Image source, Getty Images
- Author, Writing
- Author's title, BBC News World
The world economy will experience the weakest economic growth in more than half a century, according to World Bank projections (BM).
In the midst of the uncertainty generated by the tariff policies of the president of the United States, Donald Trump, the international organism predicts global growth of only 2.3% for this year and a road uphill during this decade.
Donald Trump's decision to impose a 10% universal tariff on all imports that enter the United States and tariffs higher than products from countries such as China, as well as the increase in taxes on steel and aluminum, has caused chaos and confusion in the international trade system.
In May, a resolution of a US trade court declared most of the global tariffs imposed by the US president illegal, although the White House won an appeal before a court to keep them in force for now.
This changing commercial panorama has made the World Bank a less optimistic perspective on global economic growth.
“In a context of greater political uncertainty and greater commercial barriers, the world economic context has become more complex,” says the agency's report, adding that there will be greater political uncertainty that will weaken confidence due to the possibility of “new rapid changes” in the restrictive measures of trade by the countries.

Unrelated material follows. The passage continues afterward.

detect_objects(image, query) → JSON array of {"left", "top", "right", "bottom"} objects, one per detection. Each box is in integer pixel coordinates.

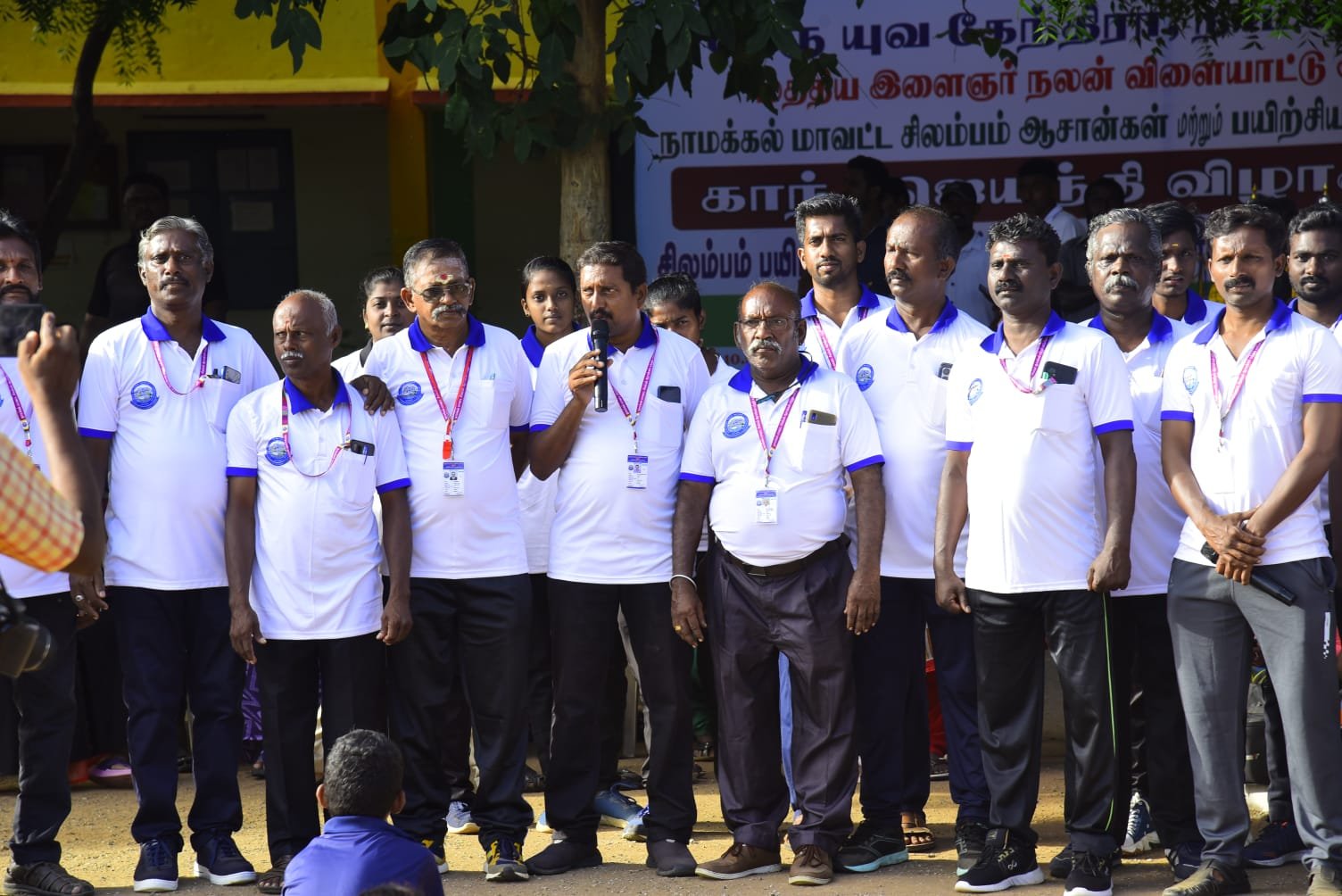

Tariffs could cause a paralysis of world trade in the second half of this year, accompanied by a generalized collapse of trust, a growing uncertainty and turbulence in financial markets, points the BM report.
But the agency did not predict a world recession, stating that the chances of occurring are less than 10%.
Image source, Getty Images
A historical blow to growth
The world economy is once again in a turbulence situation, the economists of the BM Indermit Gill and Ayhan Kose wrote in a blog.
Without a rapid correction of the course, the damage to the standard of living of the people “could be deep,” they argued.
Commercial disputes, says economists, have disrupted many of the political certainties that helped reduce extreme poverty and expand prosperity after the end of World War II.
His analysis states that many of the forces that promoted the “great economic miracle” of the last 50 years (when GDP per capita in developing countries almost quadrupled and more than 1,000 million people left extreme poverty) have been reversed.
From that perspective, the agency's report warns that, if forecasts are met, the average world growth in the 2020s “will be the slowest of any decade” since the end of the 1960s.
Weaker growth, points out the analysis, will affect job creation, poverty reduction and income inequality.
Image source, Getty Images
And Latin America?
The deceleration of global economic growth is bad news for Latin America, a region that has just left a lost decade and was hit strongly by the pandemic, tells BBC Mundo Benjamin Gedan, director of the Latin America program of the Wilson Center Studies Center.
If the commercial war reduces the prices of exports that support the largest South American economies, he adds, that could have serious economic, social and political effects.
This is also raised by the World Bank analysis in the section referring to Latin America, where it points out that the increase in commercial barriers will affect the region.
On the tariffs imposed by Trump, Gedan argues that this policy reminds him of the path that some Latin American nations toured in the past.
“The frustrating for economists in the region is that the US is replicating the errors of the Latin American industrial policy of the postwar period,” he says, referring to the time of the so -called 'industrialization for import substitution', despite his “lousy history.”
Import substitution is an economic development strategy that seeks to promote local production of goods that were previously imported.
Its objective is to reduce the dependence of foreign imports and strengthen national industries, an approach that has become central in Donald Trump's speech.
Image source, Getty Images
How is 2025 come in the region? The World Bank projects economic growth of 2.3% for Latin America.
In that scenario, the country with the worst prognosis in the region is Mexico, whose economy will experience a tiny growth of just 0.2% this year.
Washington imposed on Mexico a 25% tariff on imports that are not included in the North American Free Trade Agreement (T-MEC).
“This has weakened Mexico's exports” and has generated uncertainty in a country that sent 80% of its merchandise exported to 2024, the international agency points out.
In addition to Mexico, among the great economies of the region, Brazil, Chile, and Peru will have less economic growth than the one registered last year, while the projections for Colombia and Argentina are rather positive.
The international influence on the economic direction of Latin America, warns the World Bank, will depend largely on the growth of the US and China, the two largest markets for the products in the region.
Subscribe here To our new newsletter to receive every Friday a selection of our best content of the week.
And remember that you can receive notifications in our app. Download the latest version and act.